While Goldman’s overall results reported moments were generally solid, with the bank reporting Q2 revenue of $7.89 billion (exp. $7.52 billion) and net earnings of $1.83 billion, or EPS of $3.95, above the $3.39 expected, compared with $3.72 for Q2 of 2016 and $5.15 in Q1 2017, there was just one number everyone was focused on: the bank’s most profitable segment, its FICC revenue, which however was painfully disappointing, at just $1.159 billion, down 40% Y/Y and roundly missing expectations of $1.47 billion, the bank’s worst performance in this segment going back to Q4 2015. Also, despite the top-line beat, overall Goldman revenues were the lowest going back to Q1 2016.

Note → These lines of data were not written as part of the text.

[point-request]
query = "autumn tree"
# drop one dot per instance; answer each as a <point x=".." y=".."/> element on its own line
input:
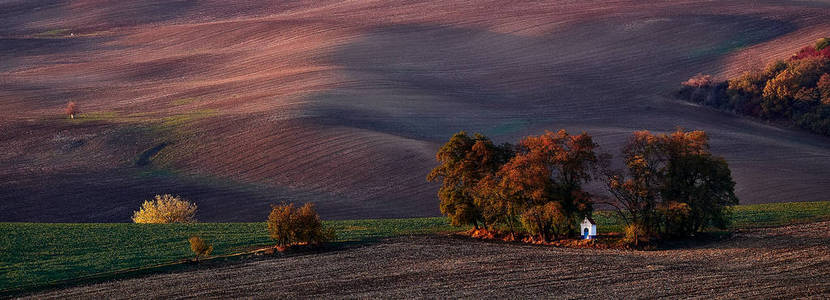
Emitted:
<point x="698" y="179"/>
<point x="552" y="168"/>
<point x="199" y="247"/>
<point x="464" y="162"/>
<point x="71" y="109"/>
<point x="166" y="209"/>
<point x="289" y="225"/>
<point x="672" y="184"/>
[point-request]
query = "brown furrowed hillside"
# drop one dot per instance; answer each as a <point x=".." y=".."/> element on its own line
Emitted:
<point x="237" y="105"/>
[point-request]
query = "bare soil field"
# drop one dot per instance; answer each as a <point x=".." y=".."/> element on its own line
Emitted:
<point x="786" y="262"/>
<point x="345" y="102"/>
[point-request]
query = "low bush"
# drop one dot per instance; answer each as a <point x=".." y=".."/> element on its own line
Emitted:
<point x="635" y="236"/>
<point x="199" y="247"/>
<point x="546" y="221"/>
<point x="289" y="225"/>
<point x="166" y="209"/>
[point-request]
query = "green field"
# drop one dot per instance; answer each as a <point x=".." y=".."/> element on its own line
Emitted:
<point x="36" y="254"/>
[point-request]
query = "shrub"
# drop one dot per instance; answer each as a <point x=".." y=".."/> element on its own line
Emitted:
<point x="698" y="81"/>
<point x="166" y="209"/>
<point x="71" y="109"/>
<point x="822" y="43"/>
<point x="199" y="247"/>
<point x="823" y="87"/>
<point x="289" y="225"/>
<point x="546" y="221"/>
<point x="635" y="236"/>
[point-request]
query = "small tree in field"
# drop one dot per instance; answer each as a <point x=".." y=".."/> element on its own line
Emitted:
<point x="289" y="225"/>
<point x="71" y="109"/>
<point x="166" y="209"/>
<point x="199" y="247"/>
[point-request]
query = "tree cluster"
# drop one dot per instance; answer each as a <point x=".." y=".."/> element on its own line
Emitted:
<point x="289" y="225"/>
<point x="671" y="184"/>
<point x="795" y="91"/>
<point x="536" y="184"/>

Breaking down the key revenue segments:
- 2Q trading rev. $3.05 billion, est. $3.13 billion
- 2Q FICC sales & trading revenue $1.16 billion, est. $1.47 billion
- 2Q equities sales & trading revenue $1.89 billion, est. $1.71 billion
- 2Q investment banking revenue $1.73 billion, est. $1.59 billion
Discussing the disappointing performance, Goldman said: “net revenues in Fixed Income, Currency and Commodities Client Execution were $1.16 billion for the second quarter of 2017, 40% lower than the second quarter of 2016, due to significantly lower net revenues in interest rate products, commodities, credit products and currencies, partially offset by higher net revenues in mortgages. During the quarter, Fixed Income, Currency and Commodities Client Execution operated in a challenging environment characterized by low levels of volatility, low client activity and generally difficult market-making conditions”

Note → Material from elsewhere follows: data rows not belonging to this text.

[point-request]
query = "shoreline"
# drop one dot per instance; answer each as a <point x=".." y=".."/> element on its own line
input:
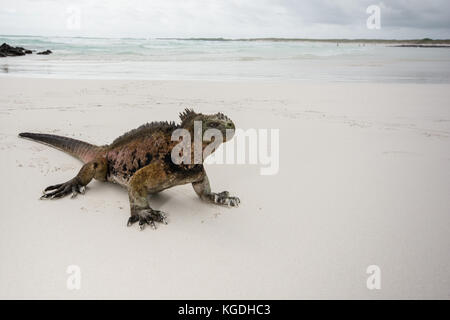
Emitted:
<point x="363" y="180"/>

Offsetting the poor performance in the high-margin FICC group was the spike in equities, which however is a far lower margin segment. This is what Goldman said: “net revenues in Equities were $1.89 billion for the second quarter of 2017, 8% higher than the second quarter of 2016, primarily due to higher net revenues in equities client execution, reflecting higher results in both cash products and derivatives. Net revenues from securities services and commissions and fees were both slightly higher compared with the second quarter of 2016. During the quarter, Equities operated in an environment characterized by generally higher global equity prices, while volatility levels remained low.”

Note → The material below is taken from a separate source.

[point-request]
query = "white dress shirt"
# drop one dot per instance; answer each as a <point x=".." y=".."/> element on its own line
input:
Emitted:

Meanwhile investment banking declined once again: “Net revenues in Investment Banking were $1.73 billion for the second quarter of 2017, 3% lower than the second quarter of 2016 and 2% higher than the first quarter of 2017. Net revenues in Financial Advisory were $749 million, 6% lower than the second quarter of 2016, reflecting a decrease in industry-wide completed mergers and acquisitions. Net revenues in Underwriting were $981 million, essentially unchanged compared with the second quarter of 2016. Net revenues in debt underwriting were essentially unchanged compared with a strong prior year period. Net revenues in equity underwriting were slightly lower, reflecting lower net revenues from convertibles. The firm’s investment banking transaction backlog increased compared with both the end of the first quarter of 2017 and the end of 2016.”
Two other notable highlights: 2Q compensation expenses $3.23 billion, estimate $3.13 billion; 2Q non- compensation expenses $2.15 billion.
Finally, based on the total headcount of 34,100 at the end of the quarter and calculated LTM comp accruals, the average compensation per Goldman banker dropped modestly to $357,126 from $360,000 in Q1.